Pamela Geller Endorses Rohingya “Hoax” Claim

Human Rights Watch:

 Burmese authorities and members of Arakanese groups have committed crimes against humanity in a campaign of ethnic cleansing against Rohingya Muslims in Arakan State since June 2012, Human Rights Watch said in a new report released today.

The 153-page report, “‘All You Can Do is Pray’: Crimes Against Humanity and Ethnic Cleansing of Rohingya Muslims in Burma’s Arakan State,”describes the role of the Burmese government and local authorities in the forcible displacement of more than 125,000 Rohingya and other Muslims and the ongoing humanitarian crisis. Burmese officials, community leaders, and Buddhist monks organized and encouraged ethnic Arakanese backed by state security forces to conduct coordinated attacks on Muslim neighborhoods and villages in October 2012 to terrorize and forcibly relocate the population.
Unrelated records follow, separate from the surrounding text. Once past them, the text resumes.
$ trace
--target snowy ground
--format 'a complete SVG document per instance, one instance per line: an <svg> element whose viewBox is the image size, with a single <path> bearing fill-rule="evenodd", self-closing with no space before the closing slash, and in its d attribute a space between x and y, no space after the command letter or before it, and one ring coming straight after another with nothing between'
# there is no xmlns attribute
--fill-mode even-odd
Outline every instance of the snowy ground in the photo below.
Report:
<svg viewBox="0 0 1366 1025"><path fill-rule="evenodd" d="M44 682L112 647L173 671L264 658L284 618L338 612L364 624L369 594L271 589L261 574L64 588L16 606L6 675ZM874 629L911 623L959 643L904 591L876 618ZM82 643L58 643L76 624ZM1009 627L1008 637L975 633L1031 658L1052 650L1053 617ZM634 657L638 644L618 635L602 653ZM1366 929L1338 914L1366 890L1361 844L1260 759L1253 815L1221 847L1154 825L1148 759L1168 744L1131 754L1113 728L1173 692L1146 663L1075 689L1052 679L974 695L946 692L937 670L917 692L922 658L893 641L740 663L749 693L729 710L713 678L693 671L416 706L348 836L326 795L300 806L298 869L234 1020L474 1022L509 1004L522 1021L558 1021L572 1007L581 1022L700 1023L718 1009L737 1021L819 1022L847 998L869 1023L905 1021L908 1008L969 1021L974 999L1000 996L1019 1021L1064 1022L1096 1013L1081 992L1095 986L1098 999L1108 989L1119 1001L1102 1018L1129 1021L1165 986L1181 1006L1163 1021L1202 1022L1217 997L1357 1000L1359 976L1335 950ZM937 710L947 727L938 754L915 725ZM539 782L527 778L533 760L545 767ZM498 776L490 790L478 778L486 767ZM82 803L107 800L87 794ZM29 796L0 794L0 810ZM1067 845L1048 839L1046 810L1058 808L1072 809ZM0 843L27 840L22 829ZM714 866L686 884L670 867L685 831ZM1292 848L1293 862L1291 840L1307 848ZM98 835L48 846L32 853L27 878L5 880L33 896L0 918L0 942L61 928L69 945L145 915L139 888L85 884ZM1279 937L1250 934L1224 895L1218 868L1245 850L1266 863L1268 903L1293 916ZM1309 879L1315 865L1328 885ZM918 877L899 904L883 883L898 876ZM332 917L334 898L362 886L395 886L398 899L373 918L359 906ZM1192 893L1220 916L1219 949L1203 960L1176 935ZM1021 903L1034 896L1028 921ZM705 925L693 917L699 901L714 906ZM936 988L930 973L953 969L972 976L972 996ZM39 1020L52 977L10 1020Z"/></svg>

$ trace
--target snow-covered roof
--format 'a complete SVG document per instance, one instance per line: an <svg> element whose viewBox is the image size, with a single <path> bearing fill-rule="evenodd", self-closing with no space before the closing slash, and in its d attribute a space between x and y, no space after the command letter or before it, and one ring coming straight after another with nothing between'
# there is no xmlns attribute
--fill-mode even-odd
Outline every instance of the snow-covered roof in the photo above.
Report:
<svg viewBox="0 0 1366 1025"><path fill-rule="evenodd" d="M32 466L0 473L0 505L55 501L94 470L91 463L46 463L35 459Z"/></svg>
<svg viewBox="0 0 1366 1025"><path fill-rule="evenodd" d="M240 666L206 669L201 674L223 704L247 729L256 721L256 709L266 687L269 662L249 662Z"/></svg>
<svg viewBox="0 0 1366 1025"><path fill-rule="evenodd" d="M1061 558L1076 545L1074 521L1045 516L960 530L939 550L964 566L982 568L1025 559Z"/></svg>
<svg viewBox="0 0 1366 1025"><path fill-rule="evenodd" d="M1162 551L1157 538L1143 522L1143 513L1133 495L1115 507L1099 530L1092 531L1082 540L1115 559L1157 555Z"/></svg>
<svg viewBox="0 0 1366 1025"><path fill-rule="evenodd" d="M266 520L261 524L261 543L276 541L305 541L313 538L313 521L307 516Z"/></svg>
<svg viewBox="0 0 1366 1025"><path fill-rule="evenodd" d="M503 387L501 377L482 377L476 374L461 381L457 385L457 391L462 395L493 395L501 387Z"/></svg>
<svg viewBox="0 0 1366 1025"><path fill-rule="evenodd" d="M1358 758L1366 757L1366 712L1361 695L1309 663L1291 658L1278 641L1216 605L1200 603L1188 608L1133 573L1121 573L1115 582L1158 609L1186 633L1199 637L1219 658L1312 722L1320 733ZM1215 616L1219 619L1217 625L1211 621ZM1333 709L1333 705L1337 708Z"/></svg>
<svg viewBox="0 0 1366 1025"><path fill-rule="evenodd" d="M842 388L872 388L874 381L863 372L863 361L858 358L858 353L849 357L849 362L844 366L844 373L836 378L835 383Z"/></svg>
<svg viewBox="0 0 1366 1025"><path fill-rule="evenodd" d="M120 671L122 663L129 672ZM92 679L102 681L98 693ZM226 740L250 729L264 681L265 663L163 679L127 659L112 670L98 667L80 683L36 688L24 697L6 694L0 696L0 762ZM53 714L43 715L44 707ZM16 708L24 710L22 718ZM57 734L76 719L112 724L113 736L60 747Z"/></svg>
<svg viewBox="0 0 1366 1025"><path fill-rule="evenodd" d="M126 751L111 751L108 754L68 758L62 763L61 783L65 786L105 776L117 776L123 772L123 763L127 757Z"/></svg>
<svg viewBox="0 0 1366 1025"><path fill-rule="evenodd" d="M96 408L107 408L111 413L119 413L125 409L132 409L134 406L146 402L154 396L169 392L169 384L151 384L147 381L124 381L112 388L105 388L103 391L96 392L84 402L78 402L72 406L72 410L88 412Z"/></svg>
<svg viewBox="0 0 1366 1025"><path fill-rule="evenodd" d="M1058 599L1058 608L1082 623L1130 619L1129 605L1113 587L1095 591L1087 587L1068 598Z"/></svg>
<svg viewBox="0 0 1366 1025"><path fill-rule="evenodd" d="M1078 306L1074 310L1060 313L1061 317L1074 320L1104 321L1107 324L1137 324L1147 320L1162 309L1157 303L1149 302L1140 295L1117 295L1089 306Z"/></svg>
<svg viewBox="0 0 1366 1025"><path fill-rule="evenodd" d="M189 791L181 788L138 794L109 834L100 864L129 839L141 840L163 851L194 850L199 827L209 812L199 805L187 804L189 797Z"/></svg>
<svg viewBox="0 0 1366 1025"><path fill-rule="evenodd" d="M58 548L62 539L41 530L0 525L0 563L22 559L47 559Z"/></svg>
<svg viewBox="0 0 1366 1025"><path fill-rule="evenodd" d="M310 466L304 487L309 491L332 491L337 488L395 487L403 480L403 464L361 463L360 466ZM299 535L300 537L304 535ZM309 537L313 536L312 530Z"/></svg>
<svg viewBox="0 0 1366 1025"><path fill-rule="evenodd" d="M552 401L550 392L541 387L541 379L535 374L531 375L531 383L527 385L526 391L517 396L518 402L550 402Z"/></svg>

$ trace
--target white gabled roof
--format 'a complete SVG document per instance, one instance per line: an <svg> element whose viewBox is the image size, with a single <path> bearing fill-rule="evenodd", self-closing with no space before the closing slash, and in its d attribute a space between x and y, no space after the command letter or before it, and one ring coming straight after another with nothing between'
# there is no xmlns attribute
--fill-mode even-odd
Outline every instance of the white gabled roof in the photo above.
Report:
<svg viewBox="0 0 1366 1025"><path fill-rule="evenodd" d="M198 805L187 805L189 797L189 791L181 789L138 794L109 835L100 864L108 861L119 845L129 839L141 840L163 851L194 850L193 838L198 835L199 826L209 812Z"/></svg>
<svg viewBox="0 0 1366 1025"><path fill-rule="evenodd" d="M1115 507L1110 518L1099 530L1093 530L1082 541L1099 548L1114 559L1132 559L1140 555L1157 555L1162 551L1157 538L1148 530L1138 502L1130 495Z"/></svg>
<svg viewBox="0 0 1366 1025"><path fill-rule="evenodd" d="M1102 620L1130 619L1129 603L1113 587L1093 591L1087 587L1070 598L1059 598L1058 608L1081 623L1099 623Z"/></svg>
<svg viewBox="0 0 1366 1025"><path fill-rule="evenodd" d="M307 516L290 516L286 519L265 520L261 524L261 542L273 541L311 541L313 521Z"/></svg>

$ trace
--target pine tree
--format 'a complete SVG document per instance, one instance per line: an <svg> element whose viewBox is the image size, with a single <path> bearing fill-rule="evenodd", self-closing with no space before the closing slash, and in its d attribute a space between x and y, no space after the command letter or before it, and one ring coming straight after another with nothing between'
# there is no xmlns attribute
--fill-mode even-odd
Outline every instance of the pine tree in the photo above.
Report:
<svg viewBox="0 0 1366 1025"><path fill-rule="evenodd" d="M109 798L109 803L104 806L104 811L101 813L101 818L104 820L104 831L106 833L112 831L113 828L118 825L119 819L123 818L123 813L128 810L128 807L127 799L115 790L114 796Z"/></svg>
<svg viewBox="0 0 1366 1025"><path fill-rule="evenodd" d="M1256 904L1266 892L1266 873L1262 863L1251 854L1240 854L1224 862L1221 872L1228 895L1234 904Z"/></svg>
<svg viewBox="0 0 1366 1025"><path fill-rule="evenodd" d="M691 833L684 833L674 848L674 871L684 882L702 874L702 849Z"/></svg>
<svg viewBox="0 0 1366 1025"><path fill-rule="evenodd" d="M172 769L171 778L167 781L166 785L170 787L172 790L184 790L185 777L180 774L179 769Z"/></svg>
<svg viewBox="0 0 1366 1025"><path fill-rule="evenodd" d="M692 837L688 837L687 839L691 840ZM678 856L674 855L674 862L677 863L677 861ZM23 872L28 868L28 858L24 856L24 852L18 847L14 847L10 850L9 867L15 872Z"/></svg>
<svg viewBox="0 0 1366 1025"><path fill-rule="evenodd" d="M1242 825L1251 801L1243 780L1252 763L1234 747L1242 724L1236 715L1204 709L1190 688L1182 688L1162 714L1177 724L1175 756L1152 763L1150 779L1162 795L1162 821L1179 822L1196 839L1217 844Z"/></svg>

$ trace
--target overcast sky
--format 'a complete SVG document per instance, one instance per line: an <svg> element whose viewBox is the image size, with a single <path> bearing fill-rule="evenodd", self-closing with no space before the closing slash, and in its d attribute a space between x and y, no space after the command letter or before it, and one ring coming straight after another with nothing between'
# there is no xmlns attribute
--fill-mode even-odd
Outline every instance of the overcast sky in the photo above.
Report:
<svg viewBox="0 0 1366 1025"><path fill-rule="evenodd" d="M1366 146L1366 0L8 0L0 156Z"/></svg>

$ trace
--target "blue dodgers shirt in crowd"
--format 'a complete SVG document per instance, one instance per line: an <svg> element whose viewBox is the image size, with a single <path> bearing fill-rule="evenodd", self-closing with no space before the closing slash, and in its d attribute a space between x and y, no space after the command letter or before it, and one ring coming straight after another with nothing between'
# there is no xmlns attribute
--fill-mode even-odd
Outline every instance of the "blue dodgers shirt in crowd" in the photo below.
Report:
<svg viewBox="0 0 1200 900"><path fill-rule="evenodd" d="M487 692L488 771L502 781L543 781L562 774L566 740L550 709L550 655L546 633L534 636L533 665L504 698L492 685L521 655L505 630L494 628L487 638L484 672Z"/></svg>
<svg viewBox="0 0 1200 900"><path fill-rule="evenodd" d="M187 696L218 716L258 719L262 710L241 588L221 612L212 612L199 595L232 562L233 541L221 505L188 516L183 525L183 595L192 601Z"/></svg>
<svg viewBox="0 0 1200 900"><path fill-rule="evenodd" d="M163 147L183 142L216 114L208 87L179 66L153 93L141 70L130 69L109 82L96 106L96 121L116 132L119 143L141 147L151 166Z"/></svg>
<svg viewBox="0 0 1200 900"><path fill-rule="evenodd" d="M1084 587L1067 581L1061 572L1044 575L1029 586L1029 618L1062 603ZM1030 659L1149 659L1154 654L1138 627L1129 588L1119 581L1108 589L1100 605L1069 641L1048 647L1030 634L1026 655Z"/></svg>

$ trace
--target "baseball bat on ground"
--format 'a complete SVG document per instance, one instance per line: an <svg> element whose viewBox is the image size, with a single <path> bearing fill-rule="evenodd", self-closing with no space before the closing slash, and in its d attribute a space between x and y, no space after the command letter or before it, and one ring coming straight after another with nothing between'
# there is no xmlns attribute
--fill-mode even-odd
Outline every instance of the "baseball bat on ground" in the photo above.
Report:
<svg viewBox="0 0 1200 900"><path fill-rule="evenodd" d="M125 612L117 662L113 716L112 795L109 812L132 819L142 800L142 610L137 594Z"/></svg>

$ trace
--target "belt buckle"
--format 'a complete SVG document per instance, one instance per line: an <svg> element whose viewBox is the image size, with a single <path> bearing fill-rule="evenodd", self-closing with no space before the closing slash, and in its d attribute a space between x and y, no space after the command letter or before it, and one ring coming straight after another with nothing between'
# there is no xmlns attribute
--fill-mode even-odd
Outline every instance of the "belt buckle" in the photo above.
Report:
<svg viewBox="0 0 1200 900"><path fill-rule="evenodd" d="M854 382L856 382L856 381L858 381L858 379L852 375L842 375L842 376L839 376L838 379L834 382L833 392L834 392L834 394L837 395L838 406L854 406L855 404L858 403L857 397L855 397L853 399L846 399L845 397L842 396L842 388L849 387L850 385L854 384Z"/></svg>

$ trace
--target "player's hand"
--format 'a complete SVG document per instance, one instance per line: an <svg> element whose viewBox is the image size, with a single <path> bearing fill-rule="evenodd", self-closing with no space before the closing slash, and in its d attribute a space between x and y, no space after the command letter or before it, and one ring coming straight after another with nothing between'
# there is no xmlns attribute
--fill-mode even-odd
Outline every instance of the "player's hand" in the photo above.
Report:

Pamela Geller, responding to a critic:

Pamela Geller ?@Atlasshrugs
Hoax: http://archive.org/stream/RohingyaHoax/RohingyaHoax_djvu.txt … RT @ahmad_zaheer: @pamelageller How comes u dont mention plight of Muslims in Burma? r u a blatant Islamophobe?
 22 Apr 13

Geller’s link takes us to a text entitled Rohingya Hoax, by “Mating Tha” and published by the “Buddhist Rakhaing Cultural Association” in New York in 2009. Other sites name the author more accurately as “U Maung Tha Hla”. Details about this person are scarce, although according to one site which has reposted part of the text:

Maung Tha Hla, who is the author of The Rakhaing, companion of the periodical Rakhaing Guardian, is the founder president of the Buddhist Rakhaing Cultural Association of the United States of America.

He served twenty years with the Burma Foreign Service, which he quit during the tenure of office of Deputy Permanent Representative of Burma to the United Nations Organization.

This may raise suspicions, but the rhetoric of his self-published tome speaks for itself:

The paltry subterfuge of an imaginary people was hyperbolized in so much profusion that it has profoundly suffused into confusion of the general public, people of the Western world in particular. No wonder that the image of fictional Rohingya, which was feigned to attain the legal status of immigrant Bengali Muslims, gained favour of apologists and liberal ists. Adapted to a culture of deceit the Chiftagonian separatists gussied up their claim in fancy and finesse, distorting nebulous events of history convenient for the Rohingya chicanery. The purveyors of lies did not need facts to hoodwink the general public, It is pretty simple to spot the wile, if one would only go back to history.

Rakhaing, a traditional Buddhist land, has been in the Islamic phantasm for centuries. Rambunctious as it has been in the time since the demise of monarchy, the woeful state of affairs of Rakhaing, to the gravest extent imaginable, was aggravated by transplant Chittagonian Bengalis who toyed with the idea of gaining dominion over the land, which the Muslims had failed to materialize in the past centuries; but their aspiration, the sequel of long-run objective to fulfill the Islamic inspiration, did not die. They continued to activize the growing breath of the preordained ambition in capricious strategy and freakish tactics.

And so on. Even allowing for poor English, it’s clear that this is not a work that can contribute in any way to a morally serious assessment of the conflict in Burma.

Geller’s use of the word “hoax” here is superficially clever; if challenged on details about anti-Rohingya violence, she can claim that she was referring merely to historical claims rather than to the reality of current events (even though her source material is a joke). However, as I noted last July, Geller takes the view that violence in Burma is the inevitable result of “Muslim immigration”; prior to that, she expressed support for militant anti-Muslim Buddhist monks in Sri Lanka.